Gov. Cuomo, the MTA and the NYPD are leaning on the throttle to ban recidivist sexual offenders from the subways. As currently fleshed out — which is to say, hardly at all — this will be hellishly difficult to implement, while striking a serious blow against the indispensable idea that the city’s public circulatory system is for everyone’s use.

Yes, ex-convicts, who have to get to court appointments, parole check-ins, counseling appointments and jobs, are people too.

We appreciate the attention to a true quality-of-life scourge: The MTA reported 275 arrests for sexual offenses in the subway in 2019, compared to 270 a year ago. Each is a deep and unsettling violation that demands a strong response. Ninety-five of the people who were collared had at least two prior convictions for similar conduct, with a quarter of those having two prior offenses just this year.

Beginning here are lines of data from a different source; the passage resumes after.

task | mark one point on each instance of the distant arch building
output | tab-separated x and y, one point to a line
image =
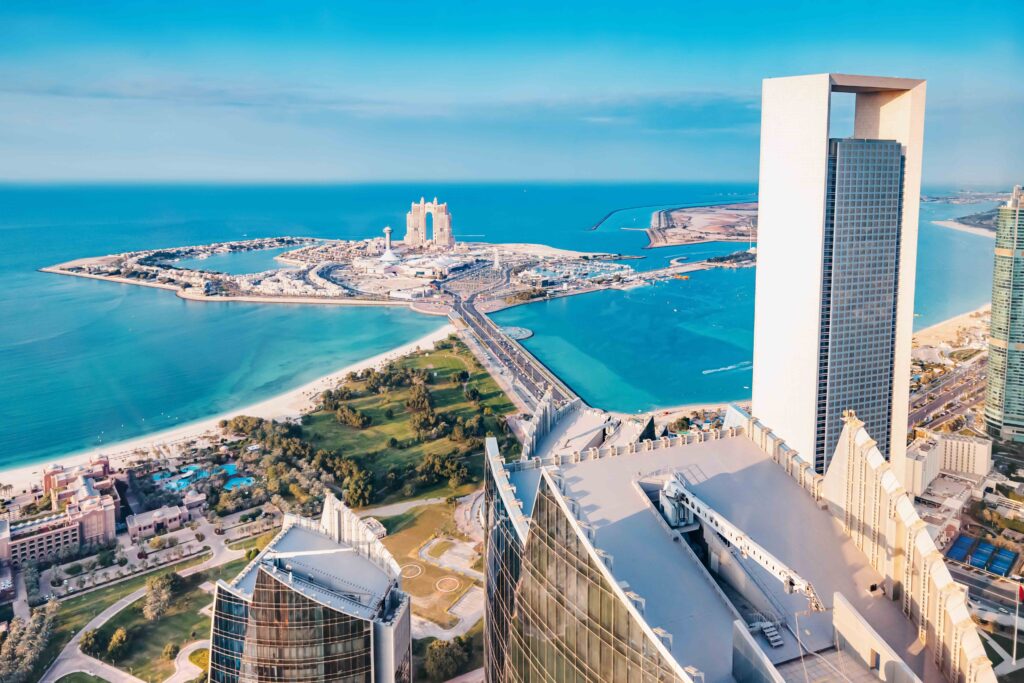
416	224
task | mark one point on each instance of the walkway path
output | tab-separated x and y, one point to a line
72	658
185	671
22	607
397	508
475	676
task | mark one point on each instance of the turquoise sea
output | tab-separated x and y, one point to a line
85	364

In other words, there’s a small contingent of sickos who keep having the opportunity to grope people.

Why? Lather, rinse, repeat: They’re caught, they get convicted or plead guilty, typically to a misdemeanor, and are cut loose. And the public remains at risk.

This is a criminal justice and mental health problem that requires a solution to match.

But it is fantastical to think that a cannot-ride registry would effectively dissuade habitual gropers, who already know what they do is illegal, and may simply find other places to do what they do if barred from trains and platforms.

And while some cops roaming the system might recognize a mug and oust a baddie, that’s sure to be a rare occurrence. Needle in a haystack? Try searching for a specific rat on miles of tracks. The only systematic way to vet entry into a system with 474 stations and 27 train lines is to use face recognition technology, which every official has already ruled out.

Once the idea of banning people from public transit leaves the station, why should it stop with sexual offenders? Those on various terrorist watchlists, who might do more harm to far more people, should be verboten. Same with violent felons and others with a penchant for bad subway behavior (Bernhard Goetz, anyone?).

The problem is the principle. If the Legislature and governor want to take more drastic steps to constrain someone’s freedom after they’ve shown a chronic propensity to commit a particular crime, confining them either to prison or to treatment, we’re all ears.

But when a man is free, he’s free to travel throughout the city.